Comprende l'uscita luce, il comando/interruttore standard, il corrugato, i conduttori, le scatole, il frutto/supporto/placca standard, i collegamenti e la normale traccia locale necessaria, con la sua chiusura grezza.

+ Dettagli

Fascia editoriale Esigenta, non un prezzo ufficiale puntuale: non è la stessa voce dei prezzi ufficiali di capitolato, che escludono sempre la traccia — un punto luce sotto traccia costa 26,85 € se singolo o 28,96 € se doppio (due punti dalla stessa derivazione), e un punto luce con tubazione a vista, senza incassarlo nel muro, costa 31,88 € (tutti Prezzario Emilia-Romagna 2025); un altro prezzario regionale (Friuli Venezia Giulia 2025) quota una posa a vista con grado di protezione IP54 a 40,55 €, capitolato non equivalente. Nessuna di queste voci ufficiali comprende la traccia: qui invece è compresa.

Incluso: uscita luce, comando/interruttore standard, tubo corrugato, conduttori, scatole, frutto/supporto/placca standard, collegamenti, normale traccia locale necessaria, fissaggio, chiusura grezza ordinaria

Escluso: lampadario, plafoniera o altro corpo illuminante, linea dedicata lunga dal quadro, rasatura finale, tinteggiatura, murature particolari

Presa elettrica completa standard

per punto (cadauno)

da 60 € a 90 € cad

Comprende la presa standard, la scatola, il supporto/placca, il corrugato, i conduttori, i collegamenti e la derivazione ordinaria, con la normale traccia locale e la sua chiusura grezza.

+ Dettagli

Fascia editoriale Esigenta: non è la stessa voce dei prezzi ufficiali di capitolato, che escludono sempre la traccia — una presa completa 2P+T costa 49,72 € nella versione da 10 A o 56,07 € nella versione da 16 A (Prezzario Emilia-Romagna 2025); un altro prezzario regionale (Friuli Venezia Giulia 2025) quota una presa 2P+T 10A a 79,12 €, con un capitolato di posa diverso, non direttamente equivalente. Nessuna di queste voci ufficiali comprende la traccia: qui invece è compresa.

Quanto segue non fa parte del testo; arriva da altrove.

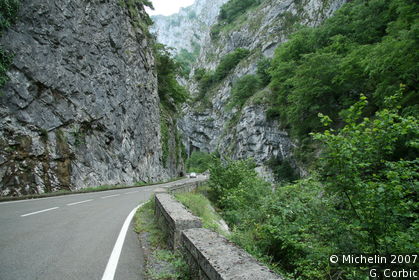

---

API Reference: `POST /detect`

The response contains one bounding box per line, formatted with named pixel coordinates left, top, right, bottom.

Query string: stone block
left=155, top=193, right=202, bottom=249
left=181, top=228, right=283, bottom=280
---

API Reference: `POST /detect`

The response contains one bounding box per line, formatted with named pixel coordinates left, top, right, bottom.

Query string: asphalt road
left=0, top=177, right=202, bottom=280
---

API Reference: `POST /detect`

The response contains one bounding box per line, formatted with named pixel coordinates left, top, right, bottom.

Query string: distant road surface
left=0, top=177, right=203, bottom=280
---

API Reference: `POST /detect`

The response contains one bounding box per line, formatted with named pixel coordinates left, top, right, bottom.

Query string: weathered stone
left=182, top=228, right=283, bottom=280
left=151, top=0, right=228, bottom=55
left=0, top=0, right=181, bottom=196
left=155, top=193, right=202, bottom=249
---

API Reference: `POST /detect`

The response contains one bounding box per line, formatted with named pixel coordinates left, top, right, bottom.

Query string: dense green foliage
left=185, top=0, right=418, bottom=279
left=195, top=48, right=250, bottom=96
left=120, top=0, right=154, bottom=37
left=211, top=0, right=264, bottom=39
left=313, top=92, right=418, bottom=256
left=0, top=0, right=19, bottom=30
left=185, top=151, right=212, bottom=173
left=227, top=57, right=273, bottom=108
left=208, top=157, right=272, bottom=225
left=155, top=43, right=189, bottom=112
left=229, top=75, right=261, bottom=108
left=268, top=0, right=418, bottom=140
left=266, top=156, right=299, bottom=183
left=0, top=0, right=19, bottom=89
left=207, top=93, right=418, bottom=279
left=256, top=57, right=272, bottom=87
left=154, top=44, right=188, bottom=167
left=174, top=43, right=200, bottom=77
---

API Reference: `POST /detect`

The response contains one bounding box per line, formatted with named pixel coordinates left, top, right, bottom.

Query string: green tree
left=186, top=151, right=213, bottom=173
left=313, top=91, right=418, bottom=254
left=229, top=74, right=261, bottom=108
left=268, top=0, right=418, bottom=140
left=197, top=48, right=250, bottom=93
left=154, top=44, right=189, bottom=112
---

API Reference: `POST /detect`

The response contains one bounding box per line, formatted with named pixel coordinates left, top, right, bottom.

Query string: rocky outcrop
left=151, top=0, right=228, bottom=54
left=0, top=0, right=179, bottom=196
left=180, top=0, right=346, bottom=180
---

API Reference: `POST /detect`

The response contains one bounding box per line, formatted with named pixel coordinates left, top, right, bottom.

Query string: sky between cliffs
left=146, top=0, right=195, bottom=16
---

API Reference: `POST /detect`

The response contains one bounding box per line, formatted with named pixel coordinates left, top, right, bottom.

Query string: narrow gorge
left=0, top=0, right=184, bottom=196
left=153, top=0, right=347, bottom=181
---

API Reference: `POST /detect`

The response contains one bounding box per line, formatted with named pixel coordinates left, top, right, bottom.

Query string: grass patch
left=0, top=177, right=186, bottom=202
left=134, top=199, right=190, bottom=280
left=174, top=186, right=229, bottom=236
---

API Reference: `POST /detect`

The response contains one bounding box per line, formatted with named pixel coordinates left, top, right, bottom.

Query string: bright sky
left=146, top=0, right=195, bottom=16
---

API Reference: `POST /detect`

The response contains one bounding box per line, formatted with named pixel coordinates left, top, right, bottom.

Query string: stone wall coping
left=182, top=228, right=283, bottom=280
left=155, top=193, right=202, bottom=225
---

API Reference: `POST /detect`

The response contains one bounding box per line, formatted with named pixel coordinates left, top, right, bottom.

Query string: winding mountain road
left=0, top=177, right=202, bottom=280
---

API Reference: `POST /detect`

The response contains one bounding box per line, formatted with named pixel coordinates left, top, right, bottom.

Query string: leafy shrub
left=229, top=74, right=261, bottom=108
left=313, top=92, right=419, bottom=255
left=198, top=48, right=250, bottom=93
left=0, top=0, right=20, bottom=89
left=268, top=0, right=418, bottom=140
left=210, top=0, right=265, bottom=39
left=185, top=151, right=213, bottom=173
left=266, top=156, right=299, bottom=183
left=213, top=48, right=250, bottom=82
left=256, top=57, right=272, bottom=86
left=154, top=44, right=189, bottom=112
left=120, top=0, right=154, bottom=36
left=174, top=45, right=200, bottom=77
left=208, top=157, right=271, bottom=225
left=0, top=0, right=19, bottom=30
left=208, top=92, right=418, bottom=279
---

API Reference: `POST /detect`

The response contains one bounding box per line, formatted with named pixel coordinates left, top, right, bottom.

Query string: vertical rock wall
left=0, top=0, right=175, bottom=196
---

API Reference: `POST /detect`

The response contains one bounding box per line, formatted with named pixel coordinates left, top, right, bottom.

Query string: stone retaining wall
left=182, top=228, right=283, bottom=280
left=168, top=178, right=207, bottom=194
left=155, top=193, right=202, bottom=249
left=153, top=181, right=284, bottom=280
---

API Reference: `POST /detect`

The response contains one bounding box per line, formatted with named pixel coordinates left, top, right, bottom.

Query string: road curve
left=0, top=177, right=203, bottom=280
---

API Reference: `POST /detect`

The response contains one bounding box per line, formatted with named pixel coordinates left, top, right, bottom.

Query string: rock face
left=151, top=0, right=228, bottom=54
left=180, top=0, right=347, bottom=180
left=0, top=0, right=178, bottom=196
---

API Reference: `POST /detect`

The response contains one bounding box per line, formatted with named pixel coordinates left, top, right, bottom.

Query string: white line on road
left=21, top=207, right=59, bottom=217
left=67, top=199, right=93, bottom=206
left=101, top=203, right=144, bottom=280
left=124, top=191, right=139, bottom=194
left=101, top=194, right=120, bottom=199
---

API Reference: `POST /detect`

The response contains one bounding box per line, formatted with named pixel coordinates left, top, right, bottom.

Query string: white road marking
left=0, top=200, right=25, bottom=205
left=124, top=191, right=139, bottom=194
left=67, top=199, right=93, bottom=206
left=101, top=203, right=144, bottom=280
left=21, top=207, right=59, bottom=217
left=101, top=194, right=120, bottom=199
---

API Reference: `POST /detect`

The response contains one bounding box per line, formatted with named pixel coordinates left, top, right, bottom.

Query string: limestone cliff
left=151, top=0, right=228, bottom=54
left=180, top=0, right=347, bottom=180
left=0, top=0, right=180, bottom=196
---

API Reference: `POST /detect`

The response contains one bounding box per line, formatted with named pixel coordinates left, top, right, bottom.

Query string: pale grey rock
left=151, top=0, right=228, bottom=55
left=180, top=0, right=347, bottom=180
left=0, top=0, right=179, bottom=196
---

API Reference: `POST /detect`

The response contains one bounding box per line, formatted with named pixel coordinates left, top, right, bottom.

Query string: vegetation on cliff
left=154, top=43, right=189, bottom=168
left=268, top=0, right=418, bottom=141
left=211, top=0, right=265, bottom=39
left=184, top=0, right=418, bottom=279
left=0, top=0, right=19, bottom=88
left=205, top=93, right=418, bottom=279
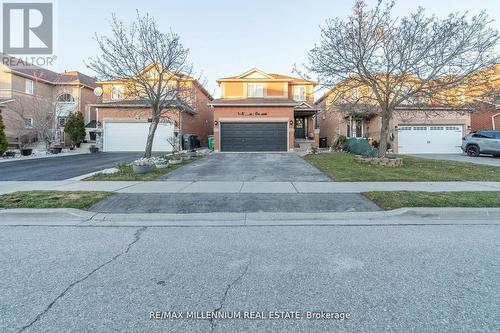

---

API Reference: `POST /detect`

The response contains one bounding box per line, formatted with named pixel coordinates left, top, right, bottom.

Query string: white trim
left=25, top=79, right=34, bottom=94
left=110, top=85, right=124, bottom=100
left=218, top=118, right=290, bottom=152
left=293, top=85, right=306, bottom=102
left=236, top=68, right=274, bottom=79
left=246, top=82, right=265, bottom=98
left=218, top=117, right=289, bottom=122
left=492, top=112, right=500, bottom=130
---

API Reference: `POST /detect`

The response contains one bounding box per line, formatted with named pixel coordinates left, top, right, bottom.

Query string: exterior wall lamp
left=289, top=120, right=294, bottom=126
left=214, top=120, right=218, bottom=127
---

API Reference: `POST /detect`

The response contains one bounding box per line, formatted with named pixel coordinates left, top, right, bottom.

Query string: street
left=0, top=153, right=143, bottom=181
left=1, top=220, right=498, bottom=333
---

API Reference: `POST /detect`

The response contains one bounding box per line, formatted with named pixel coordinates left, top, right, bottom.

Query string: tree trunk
left=144, top=117, right=160, bottom=158
left=378, top=112, right=391, bottom=158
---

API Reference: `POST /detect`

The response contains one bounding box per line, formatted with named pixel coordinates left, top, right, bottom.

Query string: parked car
left=462, top=130, right=500, bottom=157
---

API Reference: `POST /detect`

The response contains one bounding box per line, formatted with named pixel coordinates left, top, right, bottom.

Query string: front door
left=294, top=117, right=305, bottom=139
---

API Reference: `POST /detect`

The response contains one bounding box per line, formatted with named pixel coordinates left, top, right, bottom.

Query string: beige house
left=0, top=55, right=97, bottom=148
left=210, top=68, right=320, bottom=152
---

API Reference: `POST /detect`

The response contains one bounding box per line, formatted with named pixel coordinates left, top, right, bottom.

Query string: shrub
left=0, top=113, right=7, bottom=156
left=332, top=134, right=347, bottom=150
left=371, top=140, right=391, bottom=150
left=64, top=112, right=86, bottom=144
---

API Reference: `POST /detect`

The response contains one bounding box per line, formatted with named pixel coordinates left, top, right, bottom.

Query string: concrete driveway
left=0, top=152, right=143, bottom=180
left=160, top=153, right=331, bottom=182
left=410, top=153, right=500, bottom=167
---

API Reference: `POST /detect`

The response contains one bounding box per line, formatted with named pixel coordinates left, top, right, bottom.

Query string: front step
left=295, top=139, right=314, bottom=151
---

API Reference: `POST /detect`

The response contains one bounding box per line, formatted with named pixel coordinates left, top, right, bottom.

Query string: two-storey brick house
left=88, top=66, right=213, bottom=152
left=210, top=68, right=319, bottom=152
left=0, top=55, right=97, bottom=148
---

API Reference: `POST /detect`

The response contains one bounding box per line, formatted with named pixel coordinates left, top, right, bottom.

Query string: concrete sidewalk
left=2, top=180, right=500, bottom=194
left=1, top=207, right=499, bottom=226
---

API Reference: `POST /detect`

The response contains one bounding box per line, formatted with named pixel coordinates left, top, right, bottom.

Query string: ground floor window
left=58, top=117, right=67, bottom=127
left=347, top=118, right=363, bottom=138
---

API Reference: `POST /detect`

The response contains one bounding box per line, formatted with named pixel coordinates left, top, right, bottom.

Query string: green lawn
left=84, top=158, right=199, bottom=181
left=364, top=191, right=500, bottom=210
left=305, top=153, right=500, bottom=181
left=0, top=191, right=111, bottom=209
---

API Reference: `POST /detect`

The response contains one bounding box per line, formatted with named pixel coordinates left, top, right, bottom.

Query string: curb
left=66, top=168, right=119, bottom=181
left=0, top=208, right=499, bottom=226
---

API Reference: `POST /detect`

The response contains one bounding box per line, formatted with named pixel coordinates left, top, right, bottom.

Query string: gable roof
left=217, top=68, right=316, bottom=85
left=0, top=54, right=96, bottom=88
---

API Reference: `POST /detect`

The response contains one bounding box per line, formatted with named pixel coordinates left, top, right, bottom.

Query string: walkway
left=2, top=180, right=500, bottom=194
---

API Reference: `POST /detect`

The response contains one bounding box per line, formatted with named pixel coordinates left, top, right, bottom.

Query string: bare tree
left=8, top=94, right=54, bottom=150
left=87, top=12, right=194, bottom=158
left=305, top=0, right=499, bottom=157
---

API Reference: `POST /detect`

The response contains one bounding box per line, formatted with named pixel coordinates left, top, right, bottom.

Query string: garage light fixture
left=289, top=120, right=294, bottom=126
left=214, top=120, right=218, bottom=127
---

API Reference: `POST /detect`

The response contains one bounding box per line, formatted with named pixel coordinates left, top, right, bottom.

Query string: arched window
left=56, top=93, right=76, bottom=118
left=57, top=93, right=75, bottom=103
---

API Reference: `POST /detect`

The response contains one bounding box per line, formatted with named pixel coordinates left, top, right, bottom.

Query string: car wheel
left=466, top=145, right=480, bottom=157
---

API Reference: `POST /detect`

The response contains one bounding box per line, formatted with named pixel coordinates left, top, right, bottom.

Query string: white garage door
left=397, top=125, right=463, bottom=154
left=103, top=121, right=174, bottom=152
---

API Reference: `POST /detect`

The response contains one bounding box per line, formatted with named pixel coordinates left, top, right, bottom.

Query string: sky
left=47, top=0, right=500, bottom=97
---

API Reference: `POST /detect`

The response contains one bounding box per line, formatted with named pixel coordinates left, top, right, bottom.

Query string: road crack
left=17, top=227, right=147, bottom=333
left=209, top=260, right=251, bottom=333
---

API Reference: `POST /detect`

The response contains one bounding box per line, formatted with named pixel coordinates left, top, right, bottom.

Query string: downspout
left=179, top=108, right=183, bottom=151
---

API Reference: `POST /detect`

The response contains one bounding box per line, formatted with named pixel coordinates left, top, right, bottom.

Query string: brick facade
left=471, top=102, right=500, bottom=131
left=212, top=106, right=295, bottom=151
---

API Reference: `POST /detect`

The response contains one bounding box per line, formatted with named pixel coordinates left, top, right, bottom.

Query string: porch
left=294, top=107, right=320, bottom=151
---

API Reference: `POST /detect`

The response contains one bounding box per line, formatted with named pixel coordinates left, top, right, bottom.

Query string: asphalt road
left=1, top=223, right=498, bottom=333
left=0, top=153, right=143, bottom=180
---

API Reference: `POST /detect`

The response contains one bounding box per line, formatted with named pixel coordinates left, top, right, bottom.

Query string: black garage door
left=220, top=122, right=288, bottom=152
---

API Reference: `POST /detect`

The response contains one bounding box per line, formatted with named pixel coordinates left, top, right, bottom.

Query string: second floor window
left=111, top=85, right=124, bottom=100
left=25, top=79, right=34, bottom=94
left=294, top=86, right=306, bottom=101
left=24, top=117, right=33, bottom=128
left=247, top=83, right=264, bottom=98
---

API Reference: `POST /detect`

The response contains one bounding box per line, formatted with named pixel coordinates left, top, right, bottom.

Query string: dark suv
left=461, top=130, right=500, bottom=157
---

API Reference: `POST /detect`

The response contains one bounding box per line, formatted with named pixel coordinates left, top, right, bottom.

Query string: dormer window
left=247, top=83, right=264, bottom=98
left=294, top=86, right=306, bottom=101
left=111, top=85, right=124, bottom=100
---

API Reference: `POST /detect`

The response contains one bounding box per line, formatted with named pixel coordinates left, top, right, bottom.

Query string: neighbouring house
left=471, top=97, right=500, bottom=132
left=88, top=67, right=213, bottom=152
left=315, top=95, right=472, bottom=154
left=470, top=65, right=500, bottom=131
left=315, top=65, right=500, bottom=154
left=210, top=68, right=319, bottom=152
left=0, top=54, right=97, bottom=149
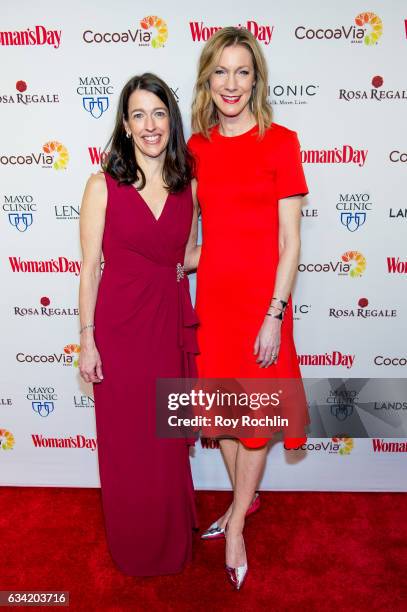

Incluso: presa standard, scatola, supporto/placca, tubo/corrugato, conduttori, collegamenti, derivazione ordinaria, normale traccia, fissaggio, chiusura grezza

Escluso: linea dedicata lunga, rasatura, tinteggiatura, murature particolari

Comando aggiuntivo (deviato/invertito)

per comando (cadauno)

da 45 € a 70 € cad

Riguarda l'aggiunta di un secondo punto di comando a una luce già cablata (per esempio per accenderla da due posizioni diverse), non la creazione di un nuovo punto luce: comprende il comando, il cablaggio, l'apparecchio/placca e la normale traccia locale, con la sua chiusura grezza.

+ Dettagli

Fascia editoriale Esigenta: la vecchia voce ufficiale "Punto comando deviato" costava 53,63 € (Prezzario Emilia-Romagna 2025, capitolato analitico con collaudo compreso) ma escludeva la traccia — qui invece è compresa. Se serve invece un punto luce nuovo, vedi "Punto luce completo con un comando" qui sopra.

Incluso: comando aggiuntivo (deviato/invertito) su un punto luce già cablato, traccia locale per il nuovo comando, cablaggio, apparecchio e placca, fissaggio, chiusura grezza

Escluso: creazione di un nuovo punto luce indipendente, rasatura finale, tinteggiatura

Punto su predisposizione esistente

per punto (cadauno)

da 25 € a 45 € cad

Si applica solo quando scatola, corrugato e percorso sono già presenti e utilizzabili: comprende l'apparecchio, il collegamento, la posa e la verifica, non la creazione della predisposizione.

+ Dettagli

Fascia editoriale Esigenta: un prezzario regionale (Friuli Venezia Giulia 2025) quota una voce simile di sola posa in scatola già predisposta a 15,18 €, senza materiali, tubazione, scatola o cavi. Non è il prezzo di un nuovo punto da creare da zero: se la predisposizione non è già presente e idonea, vedi "Punto luce completo" o "Presa elettrica completa standard" qui sopra.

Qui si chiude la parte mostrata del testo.